Hackney locals support Diane Abbott in anti-racism rally
An anti-racism rally was held last Friday in support of independent MP for Hackney North and Stoke Newington Diane Abbott, who was recently targeted in racist comments made by Tory donor Frank Hester.
The rally, which was organised by local black women in Ms Abbott’s local community, was also attended by former Labour leader Jeremy Corbyn, who deemed the treatment that she had been subjected to ‘utterly disgraceful’.
The event was a response to several comments made by Hester, who was revealed last week to have remarked in a 2019 meeting: ‘(...) you see Diane Abbott on the TV and you’re just like, I hate, you just want to hate all black women just because she’s there, and I don’t hate black women at all, but I think she should be shot.’
Hester is the CEO of software company The Phoenix Partnership and is currently the Tory party’s biggest donor, having donated £15m over the past year. The Tory party is currently facing calls from both Labour and the Lib Dems to return the money, with SNP Westminster leader Stephen Flynn accusing Sunak of ‘putting money before morals’.

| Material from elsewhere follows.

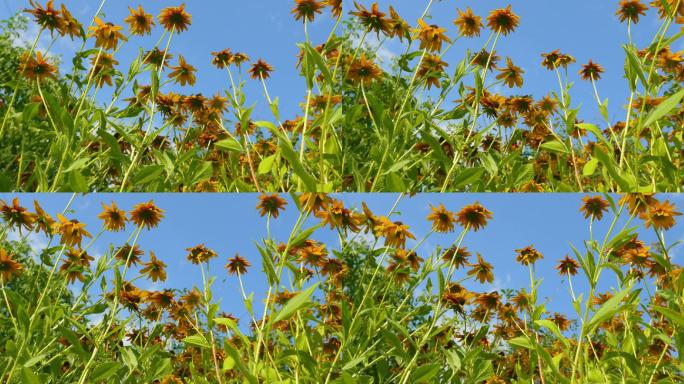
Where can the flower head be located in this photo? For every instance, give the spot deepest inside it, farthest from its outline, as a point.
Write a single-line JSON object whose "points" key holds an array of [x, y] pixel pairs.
{"points": [[468, 23], [175, 18], [155, 268], [271, 205], [147, 215], [139, 22], [473, 216], [237, 265], [442, 219], [503, 20], [183, 73], [591, 71], [260, 70], [113, 217], [660, 215], [594, 206]]}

Sunak has refused to return the money, stating that he is ‘pleased’ to have received the CEO’s support. Tory Post Office minister Kevin Hollinrake has said that his party would willingly receive more money from Hester, stating that ‘we don’t believe Mr Hester’s a racist’ because he had already issued an apology.
Hester has denied being a racist, and his company has issued a statement that ‘his criticism had nothing to do with her gender nor her colour of skin.’
Ms Abbott was herself suspended as a Labour MP in 2023 after suggesting that Jewish, Traveller, and Irish people were not subject to racism ‘all their lives’. She is still seen by many of her supporters as an icon of Black female empowerment, and is currently awaiting a decision on whether or not to be reinstated.
At the protest, she expressed her gratitude towards the Hackney residents, who she says have ‘stood by me year after year, decade after decade.’
‘We have to make sure that for generations of young black people, they don’t have to suffer the racism that we had to suffer,’ she added.